Rua do Colombo guardava nenhuma comédia, mas pelo menos três tragédias. O homem da última casa que nunca falava com ninguém. Quando saía era somente pra ir ao mercado.  Um terreno baldio, onde um cavalo pastava. A penúltima casa era duma velha que sofria de doença celíaca. Outro terreno vazio que tinha um pé de Acássia solitário, plantado no meio da grama. Findava a rua com a primeira casa, da menina triste da janela. Na cozinha, da casa do meio, uma cadeira de balanço aproveitava o silêncio da manhã, e a despeito dos pardais pipilando diziam assim mesmo: ren-ren... O teto havia se chegado, pintado de um verde claro se valia da luz diurna pra definir a geladeira, o fogão de estanho, o guarda-louça antigo. Junto das xícaras e taças de cristal, um descanso de cachimbo de porcelana com duas piteiras nodoadas de fumo, um dia pertencera a Seu Firmino, o marido barbeiro que fora embora, fazia anos.
          
Eis que vinha vindo, o dia de natal. A menina da casa do meio permanecia na janela de grades de ferro, fechada. Deixando ainda mais triste seu rosto triste. Sendo porém tempo de natal, era tristeza boa, sincera. Um cavalo pastava no terreno baldio. Por que sentia tanto medo?  Tinha medo, do olho negro do cavalo. No que pensava o cavalo? Aquele olho lhe ia tão dentro de si. Nos recônditos porões da sua existência a tentar desvendar profusos segredos. De beijos forçados, beijos proibidos. Coisas que sua mãe, nunca deveria saber, jamais. Tinha medo. O professor de música um dia abusara dela. Preferia morrer a ver algo tão abominável exposto. E odiava-se por isso, sentia-se culpada. As pessoas têm o costume de julgar a partir de um lado apenas das verdades. Sabia disso pelos comentários. -Por que Adelaide era uma menina tão arredia? Na escola, na igreja, no parque da praça. Chegava a evitar o contato com as coleguinhas. Não dava pra entender porque não queria participar de nada. A professora tocou-lhe enquanto estava distraída e instintivamente ela a repudiou, foi traumático. Uma vez, dentro da biblioteca municipal, se atracou com Dulce sua melhor amiga. Só porque tomou de sua mão um livro que pegara primeiro. Na aula de catecismo irmã Flora conversou com ela. Adelaide voltaria pra casa ainda mais triste. A bolsa dos livros fortemente apertada contra o peito. A mãe reclamava pela demora no banheiro. Mal sabia que se trancava ali, quando queria chorar. Despia-se e ficava num canto abraçando a si mesmo. Sentia-se suja. O chuveiro prolongado, e esfregava-se com tanta força que chegava a machucar a pele. Odioso contato do professor, odiosos beijos.

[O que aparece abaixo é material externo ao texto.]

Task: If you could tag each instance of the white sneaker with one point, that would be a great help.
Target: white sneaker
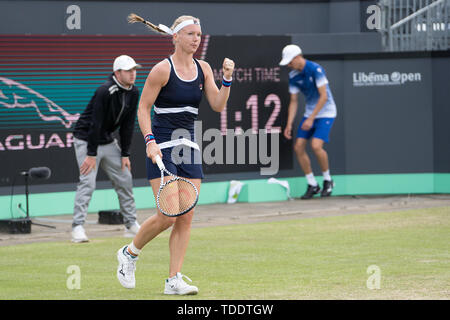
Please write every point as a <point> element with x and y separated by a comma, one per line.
<point>78,234</point>
<point>132,231</point>
<point>126,268</point>
<point>176,285</point>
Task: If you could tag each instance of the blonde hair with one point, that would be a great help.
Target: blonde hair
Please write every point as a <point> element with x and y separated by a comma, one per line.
<point>132,18</point>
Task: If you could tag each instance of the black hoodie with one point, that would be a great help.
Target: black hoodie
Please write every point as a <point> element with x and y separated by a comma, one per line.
<point>111,107</point>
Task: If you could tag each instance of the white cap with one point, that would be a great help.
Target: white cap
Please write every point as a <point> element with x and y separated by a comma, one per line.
<point>125,62</point>
<point>289,53</point>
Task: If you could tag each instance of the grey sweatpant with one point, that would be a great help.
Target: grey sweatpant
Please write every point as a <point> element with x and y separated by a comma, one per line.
<point>110,160</point>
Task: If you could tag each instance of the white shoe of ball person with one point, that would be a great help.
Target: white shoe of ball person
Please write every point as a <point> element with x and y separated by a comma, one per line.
<point>176,285</point>
<point>132,231</point>
<point>126,268</point>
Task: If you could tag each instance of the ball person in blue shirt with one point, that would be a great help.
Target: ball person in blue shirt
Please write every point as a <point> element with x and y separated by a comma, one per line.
<point>320,111</point>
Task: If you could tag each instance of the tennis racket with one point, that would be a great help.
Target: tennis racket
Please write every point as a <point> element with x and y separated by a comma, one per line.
<point>177,195</point>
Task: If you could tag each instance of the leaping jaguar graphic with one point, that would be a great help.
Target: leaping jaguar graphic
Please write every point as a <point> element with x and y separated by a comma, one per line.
<point>17,95</point>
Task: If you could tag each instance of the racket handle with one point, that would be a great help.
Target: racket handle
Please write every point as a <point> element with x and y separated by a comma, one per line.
<point>159,162</point>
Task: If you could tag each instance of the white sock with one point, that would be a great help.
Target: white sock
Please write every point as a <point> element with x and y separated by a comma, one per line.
<point>311,180</point>
<point>326,175</point>
<point>135,251</point>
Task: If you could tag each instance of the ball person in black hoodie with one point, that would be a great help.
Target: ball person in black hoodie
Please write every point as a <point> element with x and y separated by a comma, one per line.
<point>113,106</point>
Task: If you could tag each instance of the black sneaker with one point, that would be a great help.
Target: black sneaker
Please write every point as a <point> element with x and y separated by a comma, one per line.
<point>310,192</point>
<point>327,188</point>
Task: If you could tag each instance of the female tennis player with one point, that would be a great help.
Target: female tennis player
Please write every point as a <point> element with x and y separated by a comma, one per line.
<point>174,86</point>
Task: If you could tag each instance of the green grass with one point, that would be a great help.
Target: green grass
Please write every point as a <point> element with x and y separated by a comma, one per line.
<point>319,258</point>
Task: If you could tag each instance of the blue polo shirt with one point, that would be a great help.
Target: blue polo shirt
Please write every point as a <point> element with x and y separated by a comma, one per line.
<point>307,81</point>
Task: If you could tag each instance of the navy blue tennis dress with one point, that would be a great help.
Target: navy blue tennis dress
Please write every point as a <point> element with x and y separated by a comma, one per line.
<point>176,107</point>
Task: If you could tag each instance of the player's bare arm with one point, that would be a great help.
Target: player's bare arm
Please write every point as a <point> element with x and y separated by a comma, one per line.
<point>156,79</point>
<point>217,99</point>
<point>292,111</point>
<point>308,123</point>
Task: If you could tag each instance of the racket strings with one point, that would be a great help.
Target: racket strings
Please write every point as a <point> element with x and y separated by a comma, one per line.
<point>177,196</point>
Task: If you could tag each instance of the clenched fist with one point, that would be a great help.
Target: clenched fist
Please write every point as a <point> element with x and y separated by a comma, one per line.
<point>228,68</point>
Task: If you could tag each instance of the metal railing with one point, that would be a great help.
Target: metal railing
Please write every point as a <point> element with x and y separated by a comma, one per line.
<point>415,25</point>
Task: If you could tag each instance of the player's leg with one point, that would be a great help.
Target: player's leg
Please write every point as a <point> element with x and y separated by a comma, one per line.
<point>83,195</point>
<point>304,160</point>
<point>179,238</point>
<point>178,243</point>
<point>153,226</point>
<point>320,137</point>
<point>122,182</point>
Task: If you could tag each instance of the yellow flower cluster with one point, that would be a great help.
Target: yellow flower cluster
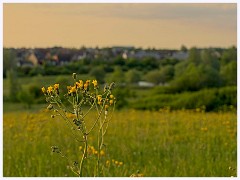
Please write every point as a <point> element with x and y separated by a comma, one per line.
<point>92,151</point>
<point>114,162</point>
<point>109,102</point>
<point>51,89</point>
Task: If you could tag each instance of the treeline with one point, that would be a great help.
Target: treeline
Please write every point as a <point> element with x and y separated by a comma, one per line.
<point>210,74</point>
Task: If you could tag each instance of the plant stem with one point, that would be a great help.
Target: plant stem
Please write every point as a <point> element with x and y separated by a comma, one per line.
<point>84,155</point>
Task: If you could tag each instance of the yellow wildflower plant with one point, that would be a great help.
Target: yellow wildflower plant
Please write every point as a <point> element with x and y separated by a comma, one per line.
<point>81,94</point>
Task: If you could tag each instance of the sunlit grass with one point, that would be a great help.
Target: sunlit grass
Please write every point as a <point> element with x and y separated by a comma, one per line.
<point>163,143</point>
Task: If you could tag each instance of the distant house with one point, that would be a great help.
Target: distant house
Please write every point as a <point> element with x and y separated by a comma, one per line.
<point>141,54</point>
<point>180,55</point>
<point>33,59</point>
<point>145,84</point>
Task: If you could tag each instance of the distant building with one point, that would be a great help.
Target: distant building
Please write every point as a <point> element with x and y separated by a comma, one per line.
<point>145,84</point>
<point>180,55</point>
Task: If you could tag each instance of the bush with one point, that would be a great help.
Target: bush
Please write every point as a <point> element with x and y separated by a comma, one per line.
<point>212,99</point>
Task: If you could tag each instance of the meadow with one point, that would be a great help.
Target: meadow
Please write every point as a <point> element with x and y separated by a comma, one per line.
<point>164,143</point>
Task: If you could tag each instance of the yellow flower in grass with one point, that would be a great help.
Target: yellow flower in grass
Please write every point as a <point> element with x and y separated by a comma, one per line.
<point>102,153</point>
<point>86,86</point>
<point>56,86</point>
<point>106,107</point>
<point>107,163</point>
<point>79,84</point>
<point>50,89</point>
<point>43,90</point>
<point>72,90</point>
<point>94,83</point>
<point>111,102</point>
<point>99,98</point>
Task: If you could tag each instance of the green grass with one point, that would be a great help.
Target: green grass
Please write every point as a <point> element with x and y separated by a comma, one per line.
<point>158,144</point>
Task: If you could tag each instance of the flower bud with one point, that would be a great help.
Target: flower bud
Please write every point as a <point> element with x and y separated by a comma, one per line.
<point>50,107</point>
<point>74,75</point>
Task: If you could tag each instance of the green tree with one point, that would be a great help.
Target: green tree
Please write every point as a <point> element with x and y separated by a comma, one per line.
<point>229,73</point>
<point>183,48</point>
<point>167,73</point>
<point>133,76</point>
<point>14,86</point>
<point>208,58</point>
<point>98,73</point>
<point>9,61</point>
<point>153,76</point>
<point>194,56</point>
<point>229,55</point>
<point>118,75</point>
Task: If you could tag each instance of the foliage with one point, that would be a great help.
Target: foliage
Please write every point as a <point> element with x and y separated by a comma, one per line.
<point>83,95</point>
<point>211,99</point>
<point>133,76</point>
<point>98,73</point>
<point>229,73</point>
<point>159,144</point>
<point>9,61</point>
<point>14,86</point>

Lá longe, muito além donde as vistas podiam alcançar. Eis que vinha vindo, o dia de natal. Talvez para além do fim do mundo, estivesse chovendo. E o vento na sua intrépida altivez viesse perguntar: -Tá sentindo? E a menina devolveria a pergunta: -Sentindo o quê? -Cheiro de natal? -E natal tem cheiro? E ouviria o vento a dizer que: -Lá longe, muito além donde as vistas podiam alcançar, também o natal era triste. A mãe da menina, chata como toda mãe devia ser, lembrou de suas obrigações. No silêncio da janela, acabou mal-dizendo das mães que achavam que filhas eram suas propriedades, das quais podiam usar a seu bel-prazer. Revisou mentalmente o que tinha pra fazer. Recolher os panos no varal, porque Deus prometia chuva. E quando Deus prometia dificilmente esquecia de seus compromissos. Mas como era natal talvez ele estivesse muito ocupado devido a quantidade de pedidos aumentada. Em papai Noel deixara de acreditar fazia três anos, desde o ano que seu pai falecera. Quando ela tinha só nove anos de idade. O vento frio soprando forte na vidraça aberta, veio lembrar-lhe de ir colocar as galinhas e os pintinhos no grajau. Recolher os ovos da poedeira. O chiqueiro dos cágados carecendo de reforma, mas só quando tio Jonas viesse somente ele pra ajudar nos reparos. Numa casa onde só duas mulheres viviam tanta falta fazia o esteio da casa. Sua vó dizia: -Minha “filha” nunca queira ficar velha nem viúva! Será o fim... E não concluía a frase. Fim de que vó? Fim da vida? Fim do sonho? Fim do mundo? Talvez fosse isso. A Rua do Colombo, talvez fosse o fim do mundo.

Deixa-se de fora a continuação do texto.